The Boston Modern Orchestra Project began celebrating its 25th-anniversary season a year late with a sojourn to Symphony Hall. Friday night’s aptly named “Pulling Out All the Stops” featured the esteemed organ virtuoso Paul Jacobs in two major works for organ and orchestra, but also included two orchestral works with organ connections. On this occasion, conductor Gil Rose defined “modern” in elastic fashion by including three pieces written between 1922 and 1933; only the “Grand Concerto for Organ and Orchestra” from 2004 represented our current century. Those hoping for something shockingly avant garde would not find it here, but hardly anyone could fail to enjoy the quality of the music presented with admirable skill by the excellent performers. As is characteristic of the ensemble, BMOP selected works rarely played by “mainstream” organizations. I must also note that the Symphony Hall organ, a fine instrument with approximately equal amounts of pipework by Hutchings (1900), Æolian-Skinner (1949), and Foley-Baker (2004), all too seldom gets heard. [Click HERE for an annotated stop list.] For all the above reasons, this was a night to treasure.

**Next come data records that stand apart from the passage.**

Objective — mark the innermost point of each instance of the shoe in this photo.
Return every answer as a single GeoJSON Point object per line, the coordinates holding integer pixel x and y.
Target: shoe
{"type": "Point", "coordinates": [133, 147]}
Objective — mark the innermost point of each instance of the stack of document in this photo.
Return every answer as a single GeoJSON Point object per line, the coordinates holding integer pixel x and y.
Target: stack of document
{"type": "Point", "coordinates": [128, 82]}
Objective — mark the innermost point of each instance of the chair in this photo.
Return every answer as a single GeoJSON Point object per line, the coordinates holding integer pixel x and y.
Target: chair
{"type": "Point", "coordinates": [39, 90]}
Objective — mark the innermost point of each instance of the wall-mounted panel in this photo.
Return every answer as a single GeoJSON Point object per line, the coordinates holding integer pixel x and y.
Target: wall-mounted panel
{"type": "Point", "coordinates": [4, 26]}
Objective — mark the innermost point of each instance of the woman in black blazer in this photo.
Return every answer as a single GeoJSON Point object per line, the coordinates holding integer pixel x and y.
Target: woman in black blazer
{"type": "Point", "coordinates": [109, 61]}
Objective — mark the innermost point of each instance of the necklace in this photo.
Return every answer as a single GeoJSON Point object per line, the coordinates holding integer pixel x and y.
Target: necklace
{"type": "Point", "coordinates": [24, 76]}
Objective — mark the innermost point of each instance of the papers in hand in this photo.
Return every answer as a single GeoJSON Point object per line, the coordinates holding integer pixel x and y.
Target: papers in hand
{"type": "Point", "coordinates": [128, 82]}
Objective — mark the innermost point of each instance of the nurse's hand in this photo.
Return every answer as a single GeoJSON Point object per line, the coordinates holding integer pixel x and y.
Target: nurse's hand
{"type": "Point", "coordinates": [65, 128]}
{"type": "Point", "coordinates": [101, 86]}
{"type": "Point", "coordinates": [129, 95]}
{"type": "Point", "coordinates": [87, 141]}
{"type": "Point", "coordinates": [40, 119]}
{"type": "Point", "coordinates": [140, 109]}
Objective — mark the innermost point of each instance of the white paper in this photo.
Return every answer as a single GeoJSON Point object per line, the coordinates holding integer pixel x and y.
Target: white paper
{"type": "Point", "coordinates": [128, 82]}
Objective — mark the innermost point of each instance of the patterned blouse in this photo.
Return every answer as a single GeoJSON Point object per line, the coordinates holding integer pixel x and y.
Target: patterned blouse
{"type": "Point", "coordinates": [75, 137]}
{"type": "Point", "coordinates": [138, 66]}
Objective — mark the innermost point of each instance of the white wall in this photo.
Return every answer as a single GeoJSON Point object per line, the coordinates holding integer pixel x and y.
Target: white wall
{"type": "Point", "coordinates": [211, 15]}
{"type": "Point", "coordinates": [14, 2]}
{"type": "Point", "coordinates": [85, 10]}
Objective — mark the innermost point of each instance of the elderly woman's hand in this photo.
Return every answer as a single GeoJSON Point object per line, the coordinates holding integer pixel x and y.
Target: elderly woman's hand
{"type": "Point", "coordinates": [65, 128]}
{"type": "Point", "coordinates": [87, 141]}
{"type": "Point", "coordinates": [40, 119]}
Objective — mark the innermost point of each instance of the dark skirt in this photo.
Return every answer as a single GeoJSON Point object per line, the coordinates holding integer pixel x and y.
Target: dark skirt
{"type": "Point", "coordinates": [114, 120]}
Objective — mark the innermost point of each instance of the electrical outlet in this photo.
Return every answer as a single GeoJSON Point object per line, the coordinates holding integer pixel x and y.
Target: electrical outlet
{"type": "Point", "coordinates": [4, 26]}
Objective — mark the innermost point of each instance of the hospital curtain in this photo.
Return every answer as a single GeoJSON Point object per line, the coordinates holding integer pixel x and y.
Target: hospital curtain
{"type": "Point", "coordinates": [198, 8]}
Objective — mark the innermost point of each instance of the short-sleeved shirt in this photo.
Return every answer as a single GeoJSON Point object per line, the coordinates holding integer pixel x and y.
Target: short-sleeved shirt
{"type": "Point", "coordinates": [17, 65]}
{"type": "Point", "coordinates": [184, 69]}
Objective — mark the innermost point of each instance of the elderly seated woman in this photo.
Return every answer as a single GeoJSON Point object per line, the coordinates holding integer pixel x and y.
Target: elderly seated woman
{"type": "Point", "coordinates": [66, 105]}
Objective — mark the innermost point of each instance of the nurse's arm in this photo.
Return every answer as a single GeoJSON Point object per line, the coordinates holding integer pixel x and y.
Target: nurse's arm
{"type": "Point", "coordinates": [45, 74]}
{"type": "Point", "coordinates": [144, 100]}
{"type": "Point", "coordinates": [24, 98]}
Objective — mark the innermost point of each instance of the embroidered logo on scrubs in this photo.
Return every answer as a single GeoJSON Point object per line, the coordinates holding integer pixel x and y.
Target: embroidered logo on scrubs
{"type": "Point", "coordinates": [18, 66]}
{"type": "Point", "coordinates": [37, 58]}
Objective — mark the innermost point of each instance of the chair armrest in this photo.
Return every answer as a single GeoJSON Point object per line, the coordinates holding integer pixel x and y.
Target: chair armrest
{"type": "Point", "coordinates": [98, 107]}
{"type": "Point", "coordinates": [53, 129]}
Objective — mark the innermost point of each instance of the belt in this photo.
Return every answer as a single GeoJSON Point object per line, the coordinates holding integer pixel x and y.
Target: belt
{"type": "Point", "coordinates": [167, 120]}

The program’s opening selection certainly stretched the description of modern to the limit: a high Baroque organ work of J. S. Bach orchestrated in (to put it charitably) post-Edwardian style. Edward Elgar’s orchestra comprised a full complement of woodwinds, brass, and strings, two harps, and a battery of percussion including timpani, snare drum, bass drum, triangle, tambourine, glockenspiel, and cymbals. His expressed aim: “to show how gorgeous and great and brilliant [Bach] would have made himself sound if he had our means.” Having read this, I expected a quite cinematic treatment but was still astounded at how far Elgar allowed himself to go. The fantasia, even when performed unadorned on the organ has an undeniable pathos, and most of Elgar’s transcription avoided excess and bathos, the significant exception being the hyper-Romantic ritards near the end of the fantasia. The vigorous and rhythmic fugue began conservatively with strings (one appreciated the antiphonal effect of the string entrances from the opposite placement of the second violins) and doubling woodwinds but soon threw restraint to the winds, with virtuoso 16th-note runs in winds and strings added to Bach’s score and punctuated by harp glissandi. After a briefly soothing passage in the major, an ascending chromatic sequence seemed to give renewed grim impetus, only to be undermined by numerous grace-noted staccato figures in both upper woodwinds and strings, surely not intended to be comic but regrettably verging on it. The fugue concluded with the height of melodrama. If nothing else, this traversal usefully reminded us how far the goalposts of musical taste have shifted in the past century as well as how much we have learned about Baroque performance practice over those years. One had to admire Gil Rose and his players for holding nothing back in this period piece and fully living up to the program booklet’s description of “Bach as if played by a silent-film orchestra in a Roaring-20s picture palace.”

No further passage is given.